(Assignment No.2 for DPI 671M)
"Dead-end left turn" is a common expression you hear when you ask for directions in Bangalore, my home town. It typically means you take a left turn at the end of the road where there's a 3-way 'T' intersection.
In this article, I look closely at the Road Transport department of what is easily one of the most dense and populated traffic systems on the planet - Karnataka.
Bangalore, the capital of Karnataka, is estimated to have over 10 million transport vehicles in the city. This is in comparison to the entire state of Massachusetts that has around 2 million vehicles. While this can be attributed to a rapidly expanding city with slow-growing public transportation, it is clear that transport is an incredibly important part of the everyday life of citizens. This scale extends to the wide range of services the transport department has to handle including licensing, registration, tickets and accidents to name a few.The department can benefit tremendously from automating and centralising these services. Additionally, Bangalore is the IT hub of India and typically an early adopter of technology. Activities undertaken here often serve as precedence for other states to follow.
Currently in the transport department, there are several services that have been digitised but these are scattered across different portals, suffer from a bad UI and unreliable service. Some of these portals are governed centrally while some are governed locally. The transport department is ripe for innovation. Let's take a look at the portal as it exists today.
As is visible from the image, the portal allows you to pay 'taxes, fees and fines' on the left side, allows 'learners permit and drivers permit' and 'e-Payment' on the right hand side. (This is also a little confusing in terms of jurisdiction since some fines/fees are levied by the Bangalore Traffic Police department, while some are levied by the transport department. )
On closer inspection:
Securing a Learners/Drivers License: The permit application takes you to a website that says "Online Application Data Entry". And there's no place to apply for a permit here. There is a separate link to another portal 'Sarathi-4' and this leads you to a separate central government managed portal which takes you to the actual application but it's incredible hard to navigate and often unresponsive.

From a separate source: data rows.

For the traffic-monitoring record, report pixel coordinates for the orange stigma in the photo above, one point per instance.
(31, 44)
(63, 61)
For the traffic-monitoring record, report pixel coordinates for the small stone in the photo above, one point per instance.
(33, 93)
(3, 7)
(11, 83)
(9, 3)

Registering a new vehicle: This is typically done by the vehicle sales distributor. But there is an option via Sarathi-4 to do it yourself. From initial glance, it seems to be working fine.

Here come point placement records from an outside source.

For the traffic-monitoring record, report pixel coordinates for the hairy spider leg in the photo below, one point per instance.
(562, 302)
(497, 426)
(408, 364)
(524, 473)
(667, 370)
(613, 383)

Fines/Tickets: When you click on this option on the home page, it links to a confusing page that has 10 different statutes/acts to select from. Very confusing to the average citizen looking to pay for a parking violation. In fact this section only tells you different fees and the laws around them but doesn't let you pay. If you click on the e-payment button it takes you to a forbidden/unresponsive page. If you want to pay online, you have to go to the Bangalore Traffic Police page(Unresponsive) or the Karnataka One page or via PayTM - a private digital wallet company funded by SoftBank & Warren Buffet. The Bangalore Traffic Police have 3 different pages and one android application and none of them were working when I tried! I was finally able to try and pay via Bangalore One - but it asked for log-in credentials that I don't have.
What is definitely easier and more commonplace than paying your traffic fines online, is to plead with the traffic cop that asks you to pull over. If you're ready for a huge discount and no receipt of payment, you can be let off with a 100 rupee note!
As a regular user of the services of the Transport department I believe that on the one hand, user needs are definitely not being met and this is adding a lot of burden on the transport department to manually process tasks that can be easily automated. On the other hand, this need has definitely been identified by the department but it's implementation is awful.
My hypothesis is that the organisation cannot transform because :
The system is handled by the National Informatics Centre who are quite far away (Literally and practically) from the end users.
The organisation is heavily burdened by a huge volume of manual transactions.
The street-level employee, the traffic policeman, has no incentive to demand it from the organisation as he/she stands to benefit from a faulty digital service.
The end-user is evading the inconvenience by negotiating with the street-level employee. They stand to benefit from a faulty service delivery as it makes it easier to get away with breaking rules.
The digitisation and maintenance is opaque to the general public and hence there is no way to know from the outside where the problem is and who to demand information from.
There is jurisdiction confusion between the transport department and the traffic police department.
A successful transformation would look like:
A seamless integration of all different arms of the transport department and traffic police department into one digital service provider umbrella.
Moving to the cloud to handle high volume and fluctuating demand.
A simple, clear and accessible user interface available in English and Kannada over mobile technology.
Constant iteration and updates aligned to user needs.
The reason I chose this department is because it has a certain willingness to improve it's digital services and a certain inertia against it. (Reportedly, the Bangalore traffic police system has been actively increasing it's digital presence with reports of increasing it's spend to almost 3 Million USD$ on it's social media outreach. )
In either case, it stands to impact millions of citizens with the way they perceive their government's digital competence. Imagine your faith in the government when you face traffic issues for a couple of hours every single day of your life whether you're in a Mercedes or on a bicycle. Improving this service can be pivotal in restoring faith. I look forward to understanding the different moving pieces and analysing them in more detail over the next few weeks.